I found an interesting article recently about the “switch” in the brain that occurs when you achieve fluency in another language. Everybody’s brain can train itself to the point of achieving this “switch”, which allows you to start thinking in the target language, allowing you to achieve fluency faster.
The trick, as with any other skill, is practice – and a lot of it. The article talks about learning Irish Gaelic and Icelandic – two languages with relatively few speakers – but the same rules and techniques hold true for any language that you want to learn.
From the article:
The language switch is not built, it is trained. As Vince Lombardi said, Perfect practice makes perfect. Keep on drilling standard phrases. For example, something I usually do is saying to myself Komdu sæll og blessaður! when I pass a man by the street and komdu sæl og blessuð! when I pass a woman. These are two common greetings in Icelandic, and you need to get used to the correct form for men and women. The best way to make it part of you is just to drill it in some funny way like this, until it is as natural as saying Hello!

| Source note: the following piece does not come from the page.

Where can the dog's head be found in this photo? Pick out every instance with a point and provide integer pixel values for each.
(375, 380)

You can also use old business cards (or here in Spain train tickets, which are credit card sized) to practise verb conjugation. Write in the blank side of one the conjugation of ‘to be’ (in Icelandic, að vera, in Irish bí) and put it in your pocket. Whenever you have a few spare seconds, like waiting in queue to pay at the store or waiting for the street light to turn green (as a pedestrian), take a look at it and repeat them to yourself. You will be amazed how easily this hard-wires constructs into your brain.
You can extend these “cheap ‘n easy” drilling techniques to harder stuff like conditional forms, future, colors, numbers and whatever just by sheer persistence and a constant playful spirit. Throw a few dices and say the number they spell. Count your pocket money in Irish. Plan your weekend in Icelandic. Be creative! If what you really want is being able to communicate, being playful is a must.
As my Chinese teacher so often tells me, “interesting is the best teacher”. If you make your language learning as fun and interesting as you can, with plenty of regular practice anybody can achieve fluency. It’s certainly a daunting prospect, but it’s certainly the best way of going about the task at hand.